Selon une étude de Google publiée en 2019, 76 % des personnes qui font une recherche locale sur smartphone visitent un commerce dans les 24 heures. 28 % concrétisent un achat. Le canal n’a rien d’anecdotique.

L’algorithme de classement local croise trois facteurs officiels :

  • La pertinence : à quel point la fiche correspond à la requête tapée
  • La distance : entre la position de l’internaute et l’établissement
  • La notoriété : signaux off-fiche (avis, citations, backlinks, autorité du site web associé)

La distance, on ne la maîtrise pas. Mais la pertinence et la notoriété, oui.

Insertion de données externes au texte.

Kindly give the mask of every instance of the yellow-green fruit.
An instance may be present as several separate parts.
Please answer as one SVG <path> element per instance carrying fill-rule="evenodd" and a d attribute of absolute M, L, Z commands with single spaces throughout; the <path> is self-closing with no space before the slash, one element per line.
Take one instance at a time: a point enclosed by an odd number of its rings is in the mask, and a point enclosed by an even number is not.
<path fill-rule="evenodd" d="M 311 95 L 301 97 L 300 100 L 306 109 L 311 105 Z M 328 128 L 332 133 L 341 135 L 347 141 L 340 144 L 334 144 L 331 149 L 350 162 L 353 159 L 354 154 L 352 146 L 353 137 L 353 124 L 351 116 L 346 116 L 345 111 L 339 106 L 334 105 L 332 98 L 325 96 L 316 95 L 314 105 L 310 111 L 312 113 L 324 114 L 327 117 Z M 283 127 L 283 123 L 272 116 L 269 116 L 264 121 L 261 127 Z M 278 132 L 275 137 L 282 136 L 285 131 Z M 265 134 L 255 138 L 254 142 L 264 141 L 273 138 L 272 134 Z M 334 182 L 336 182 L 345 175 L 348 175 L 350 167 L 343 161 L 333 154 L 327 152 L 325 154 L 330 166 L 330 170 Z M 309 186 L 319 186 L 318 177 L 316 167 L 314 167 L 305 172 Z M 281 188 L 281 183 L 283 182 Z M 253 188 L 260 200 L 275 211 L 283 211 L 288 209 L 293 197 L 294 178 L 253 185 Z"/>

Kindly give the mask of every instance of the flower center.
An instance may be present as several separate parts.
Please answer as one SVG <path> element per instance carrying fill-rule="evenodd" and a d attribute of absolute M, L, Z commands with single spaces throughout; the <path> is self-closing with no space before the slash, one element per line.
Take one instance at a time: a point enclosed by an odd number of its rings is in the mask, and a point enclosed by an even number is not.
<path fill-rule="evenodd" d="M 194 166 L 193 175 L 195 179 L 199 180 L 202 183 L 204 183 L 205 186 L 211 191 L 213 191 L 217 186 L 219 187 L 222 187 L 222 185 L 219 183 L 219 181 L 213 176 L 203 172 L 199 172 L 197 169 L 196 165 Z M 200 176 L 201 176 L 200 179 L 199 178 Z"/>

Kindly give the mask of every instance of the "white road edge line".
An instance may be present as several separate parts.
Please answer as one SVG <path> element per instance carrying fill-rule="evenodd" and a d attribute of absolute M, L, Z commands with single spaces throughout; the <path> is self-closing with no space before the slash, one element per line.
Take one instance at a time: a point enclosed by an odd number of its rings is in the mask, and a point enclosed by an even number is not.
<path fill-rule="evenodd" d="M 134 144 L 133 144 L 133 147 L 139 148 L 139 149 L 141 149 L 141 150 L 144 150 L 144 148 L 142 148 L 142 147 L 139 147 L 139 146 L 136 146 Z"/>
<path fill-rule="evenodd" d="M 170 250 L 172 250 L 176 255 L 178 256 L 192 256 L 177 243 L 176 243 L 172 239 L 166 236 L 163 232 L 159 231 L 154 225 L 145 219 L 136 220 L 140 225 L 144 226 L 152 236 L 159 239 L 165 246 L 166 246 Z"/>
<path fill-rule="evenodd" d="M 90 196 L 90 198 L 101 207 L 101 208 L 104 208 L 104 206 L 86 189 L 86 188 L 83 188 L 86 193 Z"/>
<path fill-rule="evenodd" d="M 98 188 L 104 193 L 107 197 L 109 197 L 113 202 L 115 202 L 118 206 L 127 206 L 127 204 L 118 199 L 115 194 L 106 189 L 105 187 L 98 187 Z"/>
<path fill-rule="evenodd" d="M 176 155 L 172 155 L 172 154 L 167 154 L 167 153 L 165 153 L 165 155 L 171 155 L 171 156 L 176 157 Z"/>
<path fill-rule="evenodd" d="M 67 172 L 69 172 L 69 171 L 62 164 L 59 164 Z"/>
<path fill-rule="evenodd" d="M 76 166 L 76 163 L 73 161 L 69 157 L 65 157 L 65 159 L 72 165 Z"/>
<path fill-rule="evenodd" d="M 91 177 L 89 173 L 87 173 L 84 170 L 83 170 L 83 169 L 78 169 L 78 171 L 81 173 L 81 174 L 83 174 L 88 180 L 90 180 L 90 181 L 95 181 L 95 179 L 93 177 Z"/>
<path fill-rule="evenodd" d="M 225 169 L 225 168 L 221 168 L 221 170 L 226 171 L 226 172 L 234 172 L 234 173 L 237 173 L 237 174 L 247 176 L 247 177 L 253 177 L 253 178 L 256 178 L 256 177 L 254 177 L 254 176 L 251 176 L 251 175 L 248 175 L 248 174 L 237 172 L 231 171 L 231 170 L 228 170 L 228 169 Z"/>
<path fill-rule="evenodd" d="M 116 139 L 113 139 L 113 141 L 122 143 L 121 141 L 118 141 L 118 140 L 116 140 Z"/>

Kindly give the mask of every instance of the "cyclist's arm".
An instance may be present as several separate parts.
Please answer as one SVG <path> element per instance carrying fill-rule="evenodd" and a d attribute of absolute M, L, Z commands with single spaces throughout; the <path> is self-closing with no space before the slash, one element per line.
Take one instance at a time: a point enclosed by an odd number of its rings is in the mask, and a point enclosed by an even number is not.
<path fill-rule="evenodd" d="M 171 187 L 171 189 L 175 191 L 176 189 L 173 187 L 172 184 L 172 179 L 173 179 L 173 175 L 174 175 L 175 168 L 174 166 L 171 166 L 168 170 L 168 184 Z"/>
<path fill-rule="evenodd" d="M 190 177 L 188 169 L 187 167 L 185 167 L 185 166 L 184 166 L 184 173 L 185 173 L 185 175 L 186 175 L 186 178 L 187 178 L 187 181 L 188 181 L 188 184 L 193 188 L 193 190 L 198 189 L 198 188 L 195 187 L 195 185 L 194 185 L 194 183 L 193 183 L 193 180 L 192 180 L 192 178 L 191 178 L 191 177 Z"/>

Tout le travail de référencement local Google My Business consiste à pousser ces deux curseurs au maximum.

Créer ou revendiquer sa fiche : les pièges de la base administrative

Première étape obligatoire : se rendre sur business.google.com et créer un compte avec une adresse Gmail dédiée à l’entreprise (pas celle perso du gérant). Si votre établissement existe déjà sur Google Maps mais que personne ne le gère, l’option « revendiquer » apparaît directement sur la fiche.

La validation passe par un code envoyé par courrier postal sous 5 à 14 jours, parfois par téléphone pour les fiches anciennes. Sans cette validation, aucune modification ne s’applique côté public. C’est l’étape qui bloque le plus de gens, et celle qu’il faut anticiper.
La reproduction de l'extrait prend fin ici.